The highs and lows of the presidential inauguration

2011-06-01
THE PUNCH Newspaper- Adelani Adepegba

The presidential inauguration has come and gone, but the people that got the special invitation to the event would not forget the tight security blanket that hallmarked the ceremony.



Apart from the hordes of security personnel that took over all the entrance and exit points of the Federal Capital Territory, Abuja, the access road to the Eagle Square venue of the inauguration was sealed off by stern-looking soldiers and policemen assisted by their colleagues in other security services.



The top of the Federal Secretariat buildings was taken over by snipers as other security agents kept away uninvited visitors. No fewer than four security points checked guests’ invitation and identification cards while another one undertook body searches. Some journalists that were accredited for the programme got a rough treatment as they were delayed for some time before they got clearance to the arena. For all the guests, getting into the main bowl of the square was not an easy task.

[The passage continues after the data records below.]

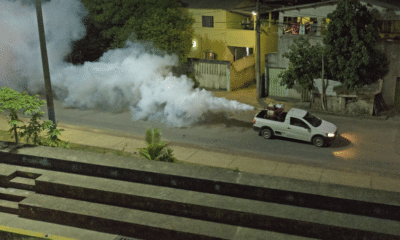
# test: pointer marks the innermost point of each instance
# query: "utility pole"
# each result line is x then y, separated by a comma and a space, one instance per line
323, 97
45, 63
258, 72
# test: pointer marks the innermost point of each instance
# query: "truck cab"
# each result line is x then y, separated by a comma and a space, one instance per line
297, 124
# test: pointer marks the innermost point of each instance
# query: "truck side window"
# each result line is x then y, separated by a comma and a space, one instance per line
297, 122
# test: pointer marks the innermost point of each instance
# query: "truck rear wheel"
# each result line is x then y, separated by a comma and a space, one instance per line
319, 141
267, 133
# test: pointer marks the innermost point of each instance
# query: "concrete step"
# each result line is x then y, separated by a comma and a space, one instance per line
15, 195
133, 223
295, 192
22, 183
216, 208
10, 197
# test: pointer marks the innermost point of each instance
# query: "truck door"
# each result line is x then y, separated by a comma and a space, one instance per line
298, 129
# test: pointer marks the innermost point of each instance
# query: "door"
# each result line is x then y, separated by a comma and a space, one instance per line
275, 88
298, 129
397, 93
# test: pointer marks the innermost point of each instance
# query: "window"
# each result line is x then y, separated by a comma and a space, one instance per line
208, 21
299, 25
389, 26
297, 122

In spite of the various security checks, many Nigerians who preferred to watch the event live went to ridiculous levels to achieve their aim. A woman that was stopped by security agents at one of the points explained that she was invited by a friend of the First Lady, Mrs. Patience Jonathan.



“I was invited by a friend of the first lady; she said I should come and that I should mention her name if stopped by security agents,” the fair lady said. But she could not convince the men as they asked her to step aside.

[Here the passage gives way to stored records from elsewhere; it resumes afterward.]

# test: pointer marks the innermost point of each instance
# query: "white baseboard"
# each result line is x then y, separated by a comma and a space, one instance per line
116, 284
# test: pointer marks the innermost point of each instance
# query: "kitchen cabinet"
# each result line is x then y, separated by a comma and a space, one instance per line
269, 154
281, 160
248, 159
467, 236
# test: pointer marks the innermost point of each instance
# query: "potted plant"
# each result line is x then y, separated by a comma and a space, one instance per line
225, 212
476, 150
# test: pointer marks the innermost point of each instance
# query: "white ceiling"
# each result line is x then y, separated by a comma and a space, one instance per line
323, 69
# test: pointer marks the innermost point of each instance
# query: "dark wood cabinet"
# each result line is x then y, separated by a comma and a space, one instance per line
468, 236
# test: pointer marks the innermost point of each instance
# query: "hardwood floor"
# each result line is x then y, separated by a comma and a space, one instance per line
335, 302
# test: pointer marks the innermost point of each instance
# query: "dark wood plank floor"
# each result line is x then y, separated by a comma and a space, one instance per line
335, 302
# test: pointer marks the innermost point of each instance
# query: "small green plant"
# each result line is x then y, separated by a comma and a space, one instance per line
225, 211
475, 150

A young man, who had no invitation tried to pull a fast one on the security agents, but failed as he was spotted and ordered out of the grounds. The young man whose name could not be ascertained had joined a bus that was provided to take guests to the square from the Ministry of Finance building, a designated take-off point.



He had earlier told the Nigerian Security and Civil Defence Corps officers and other officials that he was with his ‘uncle,’ a guest, clutching an invitation card. The officials were convinced and allowed him to board the bus. At the entrance to the square, a clever official saw him and demanded his invitation card, but he could not provide any. He told the official that he was with his ‘uncle,’ but the guest he referred to as his uncle simply ignored him. The guy was asked out of the square grounds immediately.

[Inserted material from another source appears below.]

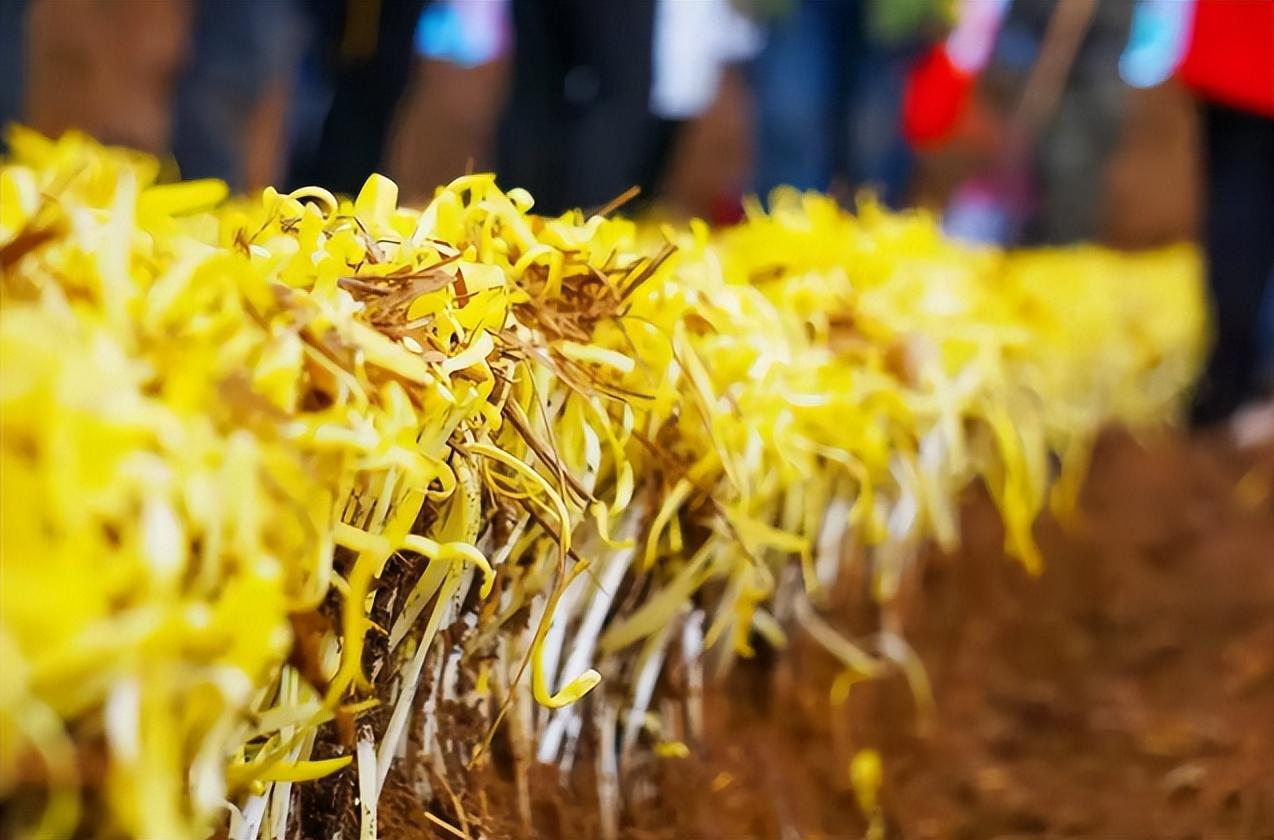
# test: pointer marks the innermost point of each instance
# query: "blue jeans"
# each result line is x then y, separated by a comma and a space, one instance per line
828, 103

While many were engrossed in the march past and callisthenics displays, a dark man wearing a black jacket and brown chinos trousers was more concerned with how to make money.



He was armed with a slip of paper purporting to raise money for the education of deaf and dumb Nigerians. He passed the paper to a man in white a Agbada, but the man immediately returned it on seeing what was expected of him.



He looked over his shoulder and saw three prosperous-looking women and made a beeline for them. He struck gold. The women signed his paper and doled out N900, which he accepted with a smile.



The long list of names and figures on his paper indicated that the representative of the deaf and dumb had made some good money.



The military men and children that participated in the displays were fantastic and they did impress the dignitaries and other guests. They got rounds of applause for their scintillating performance; even President Goodluck Jonathan clapped.



A low point of the event was the refusal of security agencies to restore telecommunications service, which they had jammed to prevent detonation of bombs and explosives by criminals. Though the jamming of the GSM frequency was done in the national security interest, not allowing Nigerians to enjoy telecommunications services hours after the ceremony ended was an insensitive act, according to Nigerians that spoke to PUNCH METRO.